Моя семнадцатилетняя сестра Адель, к тому времени уже настоящая красавица, даже решила заплакать от радости при пересечении границы! Но пограничные таможенные процедуры отвлекли ее от этого намерения.
Когда поезд отправился дальше, уже по немецкой земле, мы c благоговейным восторгом смотрели и не могли насмотреться на аккуратно возделанные поля, нарядные дома и ухоженные дороги. Было почти невыносимо жарко, нас донимали мухи, но мне и в голову не приходило отгонять и тем более убивать их: ведь это были немецкие мухи!
Можно ли представить себе более страстный патриотизм?..
Берлин, в 1873 году еще маленький и лишенный столичной спеси, произвел на меня потрясающее впечатление. Ведь это был первый европейский город, который я видел. Мы жили на улице Унтер-ден-Линден, неподалеку от дворца императора, в гостинице – если не ошибаюсь – «Отель де Ром», которой давно уже нет и в помине.

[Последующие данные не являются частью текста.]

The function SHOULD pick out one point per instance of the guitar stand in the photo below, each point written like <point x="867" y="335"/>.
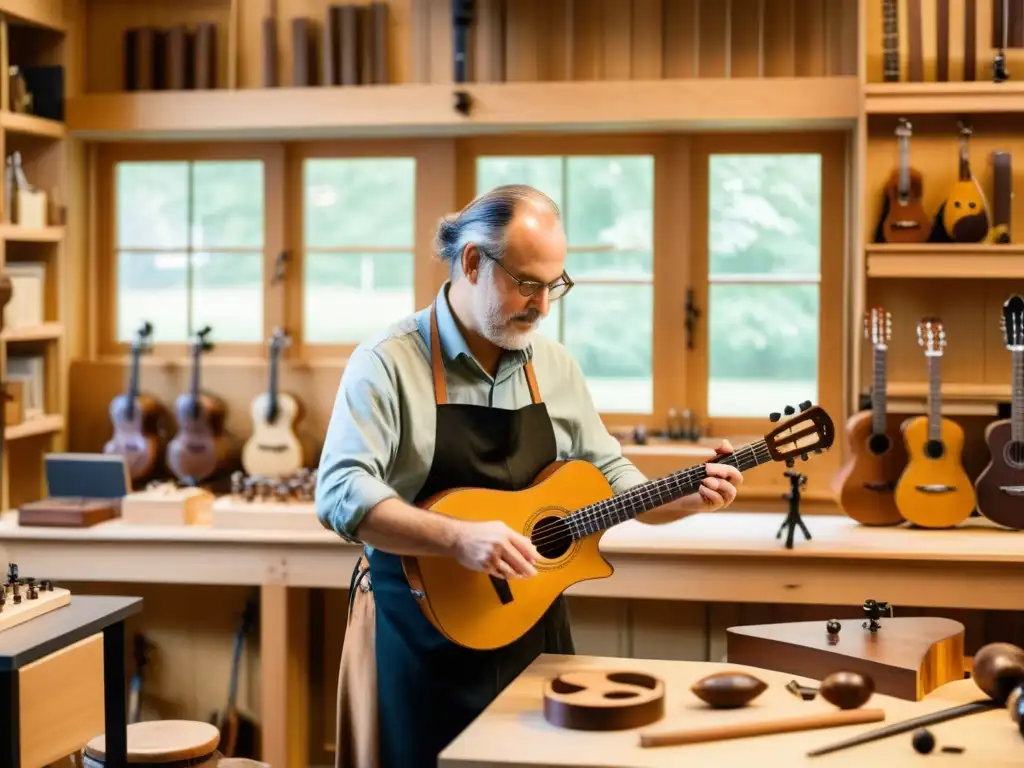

Из окон мы каждый день наблюдали увлекательнейшее зрелище – развод караула. В обеденном зале гостиницы нам показывали достопримечательность берлинских гвардейских полков – верных своему воинскому долгу эльзасцев101. Нам это очень нравилось. В остальном же наши родители не преследовали в Берлине какие бы то ни было педагогические цели по отношению к нам, «малышам», к которым принадлежал и я. Я не помню, чтобы нам показывали что-то еще, – если не считать паноптикум Кастана102, – кроме того, что мы и сами могли видеть между Бранденбургскими воротами и замком. Впрочем, так прошло все путешествие, включая Интерлакен и Женевское озеро: мы, «малыши», коротали время с нелюбезной мадемуазель Александрин, «слонихой», как мы ее про себя называли, а мне к тому же приходилось учить наизусть французские стихи. Это, на мой взгляд, несправедливое распределение дорожных удовольствий было естественным следствием непомерной численности нашей «туристской» группы. Одним словом, из этого прекрасного путешествия я вернулся с гораздо более скромным багажом впечатлений и знаний, чем тот, на который мог претендовать одиннадцатилетний живой и любознательный ребенок.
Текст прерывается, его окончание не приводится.